Cash Reserve Ratio (CRR) is an economic indicator that measures the percentage of a bank's deposits that must be held as cash and kept with the central bank. In other words, CRR is the amount of money that the banks are legally required to keep in reserve from the total deposits they receive. It is a monetary policy tool used by central banks to control the money supply in the economy and influence the lending rates of commercial banks.
CRR helps to ensure the stability of the financial system by preventing commercial banks from becoming insolvent. It is a way of regulating the amount of money that can be lent out by commercial banks at any given time. By setting a CRR, the central bank manages to control the liquidity in the economy and keeps inflation in check.
For example, if the central bank wants to increase the money supply in the economy, it might lower the CRR. This would mean that commercial banks would have more money to lend out, which could lead to increased spending, investment, and economic growth. Conversely, if the central bank wants to reduce the money supply in the economy, it might increase the CRR, thus reducing the lending capacity of the commercial banks, leading to a drop in spending and investment and can lead to a slowdown in the economy.
The CRR has a direct impact on interest rates. When the Central bank increases the CRR, commercial banks have less money to lend out, which leads to an increase in the interest rates. Higher interest rates discourage borrowing, leading to a contraction in spending and, in turn, economic activity. On the other hand, reducing the CRR means that commercial banks have more money to lend, leading to a decrease in lending rates, making borrowing more accessible and stimulating economic activity.
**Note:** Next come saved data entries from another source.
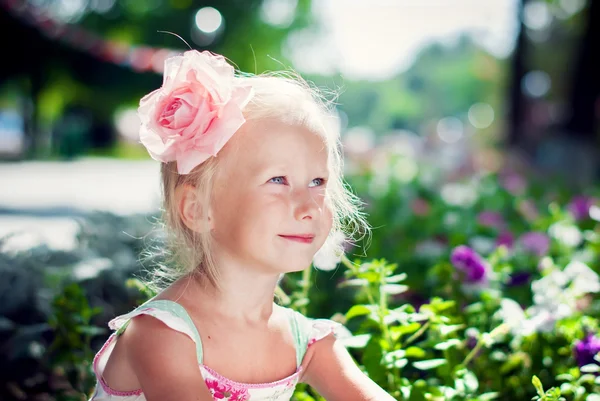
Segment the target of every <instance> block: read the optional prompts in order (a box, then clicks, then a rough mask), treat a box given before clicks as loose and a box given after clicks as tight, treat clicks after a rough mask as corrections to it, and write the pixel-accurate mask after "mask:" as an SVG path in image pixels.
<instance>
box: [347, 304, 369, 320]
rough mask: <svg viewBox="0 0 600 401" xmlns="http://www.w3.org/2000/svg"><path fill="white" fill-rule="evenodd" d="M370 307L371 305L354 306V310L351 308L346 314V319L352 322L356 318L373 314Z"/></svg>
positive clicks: (353, 308)
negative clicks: (357, 316)
mask: <svg viewBox="0 0 600 401" xmlns="http://www.w3.org/2000/svg"><path fill="white" fill-rule="evenodd" d="M369 306H370V305H354V306H352V308H350V310H348V312H346V319H347V320H350V319H352V318H353V317H356V316H363V315H368V314H369V313H371V308H369Z"/></svg>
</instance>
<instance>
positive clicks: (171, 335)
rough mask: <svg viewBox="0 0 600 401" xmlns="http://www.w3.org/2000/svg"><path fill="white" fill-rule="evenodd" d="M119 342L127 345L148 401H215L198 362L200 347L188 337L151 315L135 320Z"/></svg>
mask: <svg viewBox="0 0 600 401" xmlns="http://www.w3.org/2000/svg"><path fill="white" fill-rule="evenodd" d="M119 341H123V342H124V343H125V344H124V346H125V349H126V355H127V359H128V362H129V364H130V365H131V367H132V368H133V370H134V372H135V374H136V376H137V379H138V381H139V383H140V386H141V388H142V391H143V392H144V396H145V397H146V400H147V401H213V397H212V395H211V394H210V391H209V390H208V388H207V387H206V384H205V383H204V379H203V378H202V373H201V372H200V369H199V368H198V361H197V360H196V346H195V345H194V342H193V341H192V340H191V339H190V338H189V337H187V336H186V335H185V334H183V333H180V332H177V331H175V330H172V329H170V328H168V327H167V326H166V325H165V324H163V323H162V322H161V321H159V320H157V319H155V318H154V317H151V316H144V315H142V316H137V317H135V318H133V319H132V321H131V323H130V324H129V326H128V327H127V330H125V331H124V332H123V334H122V335H121V337H120V338H119Z"/></svg>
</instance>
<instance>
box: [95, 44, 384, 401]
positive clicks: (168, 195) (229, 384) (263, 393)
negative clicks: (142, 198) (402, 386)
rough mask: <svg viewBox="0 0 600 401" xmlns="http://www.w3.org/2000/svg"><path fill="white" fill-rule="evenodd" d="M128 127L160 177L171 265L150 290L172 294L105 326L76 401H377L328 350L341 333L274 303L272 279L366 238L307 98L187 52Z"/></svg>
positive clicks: (209, 53) (284, 86) (335, 153)
mask: <svg viewBox="0 0 600 401" xmlns="http://www.w3.org/2000/svg"><path fill="white" fill-rule="evenodd" d="M139 115H140V118H141V121H142V126H141V131H140V138H141V142H142V143H143V144H144V145H145V146H146V148H147V149H148V152H149V153H150V155H151V156H152V157H153V158H154V159H156V160H158V161H160V162H162V165H161V176H162V190H163V196H164V198H163V206H164V224H165V228H166V232H167V233H168V234H169V241H168V245H169V250H170V251H171V252H170V253H171V255H172V256H173V261H172V263H168V266H163V267H162V268H161V269H160V270H159V271H158V272H157V277H158V276H161V277H167V278H168V279H169V278H170V279H171V280H170V281H169V285H168V286H167V287H166V288H164V289H163V290H161V291H160V292H159V293H158V295H157V296H155V297H154V298H152V299H151V300H149V301H147V302H146V303H144V304H143V305H141V306H139V307H138V308H136V309H135V310H133V311H132V312H130V313H128V314H126V315H122V316H118V317H116V318H115V319H113V320H111V321H110V323H109V327H110V328H111V329H113V330H116V332H114V333H113V334H112V335H111V336H110V338H109V339H108V340H107V341H106V343H105V344H104V346H103V347H102V349H101V350H100V351H99V352H98V354H97V355H96V357H95V358H94V362H93V368H94V372H95V374H96V376H97V379H98V384H97V385H96V390H95V393H94V395H93V396H92V398H91V400H94V401H104V400H122V401H132V400H148V401H193V400H198V401H209V400H228V401H242V400H244V401H245V400H250V401H257V400H274V401H275V400H276V401H280V400H290V398H291V396H292V394H293V392H294V388H295V386H296V384H297V383H299V382H305V383H308V384H309V385H311V386H312V387H314V388H315V389H316V390H317V391H318V392H319V393H320V394H321V395H323V396H324V397H325V398H326V399H327V400H329V401H335V400H344V401H348V400H392V399H393V398H392V397H391V396H389V395H388V394H386V393H385V392H384V391H383V390H382V389H381V388H380V387H379V386H377V385H376V384H375V383H374V382H373V381H371V380H370V379H369V378H368V377H367V376H366V375H364V374H363V373H362V372H361V371H360V370H359V368H358V367H357V366H356V364H355V363H354V361H353V360H352V358H351V356H350V355H349V354H348V352H347V351H346V349H345V348H344V347H343V346H342V345H341V344H340V343H339V342H336V339H335V336H334V335H332V334H335V333H336V332H338V331H339V330H340V328H342V327H341V325H339V324H337V323H335V322H333V321H330V320H324V319H319V320H311V319H308V318H306V317H304V316H303V315H301V314H299V313H298V312H295V311H293V310H291V309H288V308H284V307H281V306H278V305H277V304H275V303H274V292H275V288H276V286H277V284H278V282H279V280H280V278H281V276H282V275H283V274H284V273H287V272H294V271H299V270H303V269H307V268H310V265H311V262H312V259H313V257H314V255H315V254H316V252H317V251H319V250H321V251H326V250H330V251H332V252H339V251H340V247H341V246H342V244H341V243H331V241H332V240H334V239H335V238H339V237H340V233H341V232H342V231H343V230H346V231H348V227H355V229H354V230H351V231H353V232H351V233H350V234H351V235H352V234H354V233H355V232H356V231H357V230H356V228H357V227H358V228H360V226H364V228H367V226H366V223H365V221H364V219H363V217H362V215H361V213H360V212H359V209H358V205H359V201H358V199H357V198H355V197H354V196H353V195H352V194H351V193H350V192H348V190H347V189H346V187H345V186H344V184H343V181H342V176H341V172H342V162H341V157H340V153H339V152H340V151H339V132H338V130H336V129H335V127H334V125H333V124H331V121H330V117H329V115H330V114H329V113H328V109H327V107H326V106H325V104H324V103H323V102H321V101H320V100H319V98H318V97H316V96H315V95H314V91H313V90H312V89H311V87H310V86H309V85H308V84H306V82H304V81H302V80H301V79H299V78H298V79H291V78H286V77H284V76H282V75H281V74H267V75H262V76H251V75H247V74H241V73H238V74H235V71H234V69H233V67H231V66H230V65H229V64H228V63H227V62H226V61H225V59H224V58H223V57H222V56H219V55H214V54H212V53H209V52H202V53H200V52H198V51H195V50H191V51H188V52H186V53H184V54H183V55H182V56H177V57H173V58H169V59H168V60H167V61H166V62H165V71H164V80H163V86H162V87H161V88H160V89H158V90H156V91H154V92H152V93H150V94H148V95H147V96H145V97H144V98H142V100H141V101H140V107H139ZM342 223H345V224H342ZM321 248H322V249H321Z"/></svg>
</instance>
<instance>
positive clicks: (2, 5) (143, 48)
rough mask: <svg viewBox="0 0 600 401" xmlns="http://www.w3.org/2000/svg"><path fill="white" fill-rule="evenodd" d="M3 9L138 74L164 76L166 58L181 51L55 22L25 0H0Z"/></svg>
mask: <svg viewBox="0 0 600 401" xmlns="http://www.w3.org/2000/svg"><path fill="white" fill-rule="evenodd" d="M0 7H2V8H4V9H5V10H6V11H7V12H8V13H9V14H10V15H12V16H13V17H14V18H16V19H18V20H20V21H21V22H23V23H25V24H27V25H30V26H33V27H35V28H36V29H38V30H39V31H40V32H41V33H42V34H43V35H44V36H46V37H47V38H49V39H51V40H55V41H58V42H61V43H63V44H65V45H67V46H70V47H72V48H75V49H77V50H79V51H83V52H86V53H88V54H90V55H92V56H94V57H96V58H98V59H100V60H102V61H105V62H109V63H113V64H117V65H120V66H122V67H126V68H131V69H132V70H134V71H137V72H155V73H158V74H162V72H163V68H164V61H165V59H167V58H168V57H171V56H174V55H177V54H180V53H181V52H182V51H181V50H175V49H166V48H156V47H150V46H132V45H126V44H123V43H119V42H116V41H111V40H105V39H103V38H102V37H101V36H100V35H97V34H95V33H93V32H90V31H88V30H86V29H84V28H81V27H80V26H78V25H75V24H67V23H62V22H59V21H56V20H54V19H53V18H51V17H50V16H49V15H48V13H47V12H45V11H44V10H43V9H42V8H41V7H36V6H33V5H31V4H29V3H28V2H26V1H23V0H0Z"/></svg>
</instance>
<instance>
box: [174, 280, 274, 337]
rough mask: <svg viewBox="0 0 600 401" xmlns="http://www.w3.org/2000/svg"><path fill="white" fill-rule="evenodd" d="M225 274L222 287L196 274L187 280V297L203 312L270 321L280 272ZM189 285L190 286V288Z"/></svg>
mask: <svg viewBox="0 0 600 401" xmlns="http://www.w3.org/2000/svg"><path fill="white" fill-rule="evenodd" d="M244 276H245V275H243V274H242V275H226V274H223V275H222V276H221V277H220V280H219V288H216V287H215V286H214V285H212V284H211V283H210V282H209V281H208V280H207V279H206V278H205V276H203V275H194V276H191V277H190V278H189V283H186V281H185V280H184V282H183V284H182V285H183V289H184V291H185V295H184V297H185V298H186V299H187V300H188V302H190V303H191V304H192V305H193V307H194V308H195V309H197V310H199V311H201V313H202V314H203V315H205V316H206V315H210V316H212V317H213V318H215V319H219V320H220V319H227V320H228V321H231V320H233V321H238V322H240V323H244V324H251V325H255V324H261V323H265V322H267V321H268V320H269V319H270V318H271V316H272V314H273V307H274V298H275V295H274V294H275V287H276V286H277V283H278V281H279V276H278V275H272V276H264V275H257V274H252V275H251V276H250V277H249V276H248V275H246V277H244ZM186 287H187V288H186Z"/></svg>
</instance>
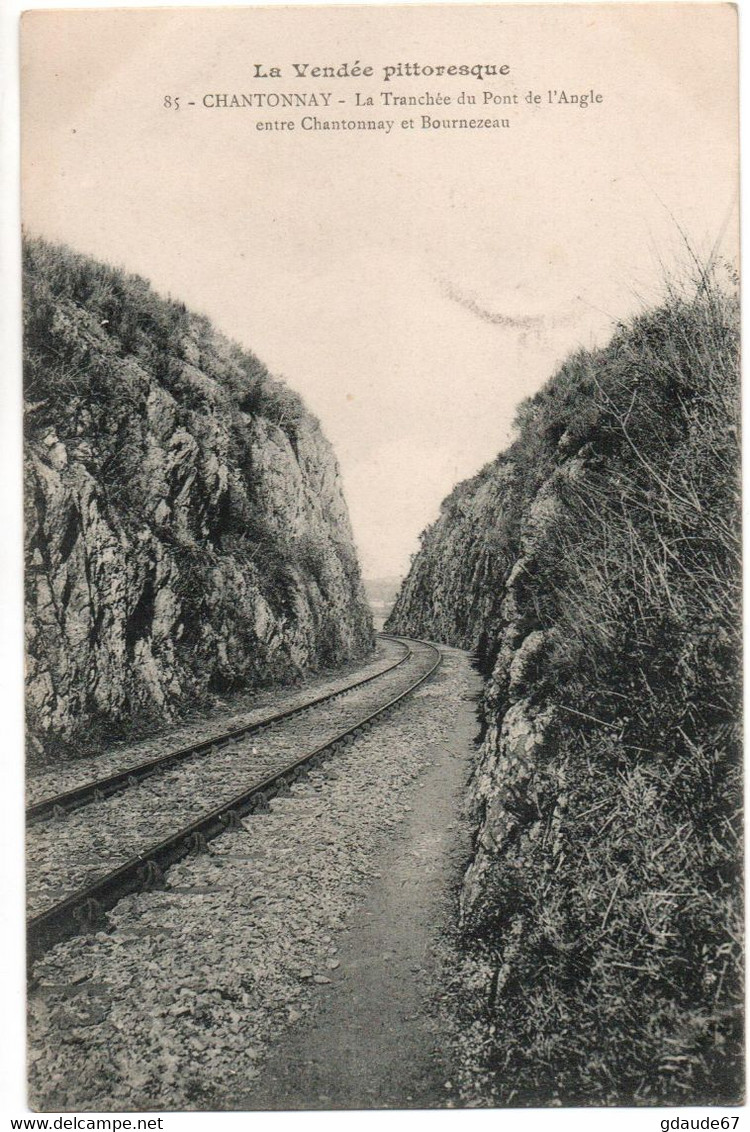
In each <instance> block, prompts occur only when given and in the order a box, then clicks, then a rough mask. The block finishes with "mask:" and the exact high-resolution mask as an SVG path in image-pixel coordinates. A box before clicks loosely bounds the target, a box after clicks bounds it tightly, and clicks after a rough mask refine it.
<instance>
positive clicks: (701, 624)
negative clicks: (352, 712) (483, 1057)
mask: <svg viewBox="0 0 750 1132" xmlns="http://www.w3.org/2000/svg"><path fill="white" fill-rule="evenodd" d="M736 318H738V316H736V306H735V303H734V301H733V300H732V299H730V298H727V295H726V293H725V292H723V291H721V290H718V289H716V288H706V286H705V284H701V286H700V288H699V289H698V293H697V295H695V297H692V298H689V299H676V298H674V299H672V300H671V301H670V302H669V303H667V305H666V306H665V307H664V308H662V309H660V310H656V311H654V312H652V314H649V315H647V316H644V317H641V318H639V319H637V320H636V321H635V323H633V324H632V325H631V326H629V327H627V328H623V329H622V331H620V332H619V333H618V335H617V336H615V337H614V338H613V341H612V342H611V343H610V345H609V346H607V348H606V349H604V350H602V351H598V352H596V353H580V354H578V355H576V357H574V358H571V359H570V360H569V361H568V362H567V363H566V365H564V366H563V368H562V370H561V371H560V372H559V374H558V375H557V376H555V377H554V378H553V379H552V380H551V381H550V383H549V385H548V386H546V387H545V388H544V389H543V391H542V392H541V393H540V394H537V396H536V397H534V398H533V400H532V401H531V402H527V403H525V404H524V405H523V406H521V410H520V412H519V419H518V426H519V432H518V439H517V440H516V443H515V444H514V445H512V446H511V448H510V449H509V452H508V453H506V454H503V455H502V456H501V457H499V458H498V460H497V461H495V462H494V464H492V465H490V466H489V468H486V469H484V470H483V472H481V473H480V475H479V477H476V479H474V480H469V481H467V482H466V483H464V484H460V486H459V487H458V488H457V489H456V490H455V491H454V494H452V495H451V496H450V497H449V499H448V500H446V504H445V505H443V508H442V513H441V515H440V518H439V520H438V522H437V523H436V524H434V525H433V526H432V528H431V529H430V530H429V531H426V532H425V534H424V535H423V537H422V549H421V551H420V554H419V555H417V556H416V559H415V561H414V564H413V566H412V571H411V573H410V576H408V577H407V578H406V581H405V583H404V585H403V588H402V592H400V594H399V598H398V601H397V603H396V607H395V609H394V612H393V615H391V617H390V620H389V623H388V626H387V628H390V629H395V631H398V632H403V633H405V634H408V633H411V634H413V635H420V636H429V637H433V638H438V640H443V641H446V642H448V643H450V644H455V645H460V646H464V648H469V649H476V650H477V652H479V664H480V667H481V669H482V672H483V675H484V677H485V686H484V696H483V702H482V706H481V721H482V746H481V751H480V756H479V762H477V769H476V772H475V775H474V779H473V781H472V783H471V788H469V804H471V806H472V808H473V813H474V815H475V820H476V838H475V849H474V855H473V859H472V863H471V865H469V867H468V871H467V873H466V876H465V881H464V886H463V893H462V920H463V926H464V929H465V936H466V940H467V945H468V947H469V952H472V949H474V951H475V952H476V953H477V954H480V955H481V957H483V959H482V963H483V964H484V967H483V969H486V970H490V971H491V972H492V975H491V978H490V979H489V983H488V984H486V986H485V987H484V988H483V989H482V992H481V997H480V1001H479V1006H477V1013H479V1014H480V1015H481V1018H482V1019H484V1021H482V1023H481V1026H483V1027H485V1031H484V1035H483V1039H482V1040H483V1044H484V1048H485V1050H486V1052H488V1066H486V1067H488V1071H489V1072H490V1073H491V1074H493V1075H494V1081H495V1088H497V1100H498V1103H511V1101H512V1103H514V1104H518V1103H520V1104H534V1103H540V1101H542V1103H548V1104H549V1103H555V1101H557V1103H560V1101H562V1103H577V1104H593V1103H601V1104H623V1103H624V1104H632V1103H647V1104H655V1103H667V1104H676V1103H693V1104H695V1103H701V1101H712V1103H722V1101H730V1100H731V1099H732V1098H734V1099H735V1100H736V1099H738V1098H739V1097H740V1096H741V1089H742V1084H741V1081H742V1069H741V1056H742V1055H741V1048H742V1037H741V1002H742V992H741V985H742V983H741V967H742V958H741V950H740V945H739V941H740V938H741V927H740V925H741V918H742V917H741V898H740V885H739V872H738V871H739V857H738V846H739V842H740V826H739V824H738V822H739V818H738V814H739V809H740V805H741V803H740V798H741V789H740V767H741V757H740V731H739V719H740V702H739V671H740V669H739V655H740V641H739V624H740V623H739V597H740V590H739V577H740V542H739V478H738V468H739V448H738V431H736V429H738V409H739V402H738V337H736V334H738V320H736ZM472 953H474V952H472ZM472 979H473V983H471V980H469V983H471V986H472V988H473V989H475V987H476V970H474V975H473V976H472ZM488 1004H489V1015H488V1013H486V1011H488ZM477 1024H480V1023H477Z"/></svg>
Overall, the Cash Reserve Ratio is an essential tool that central banks use to manage the money supply in the economy and regulate inflation. By setting a CRR, the central bank can control the lending capacity of banks, influencing the interest rates, and, in turn, the overall level of spending and investment in the economy. While CRR has its share of advantages and disadvantages, a judicious policy of CRR adjustments can be an effective way of promoting economic stability and growth.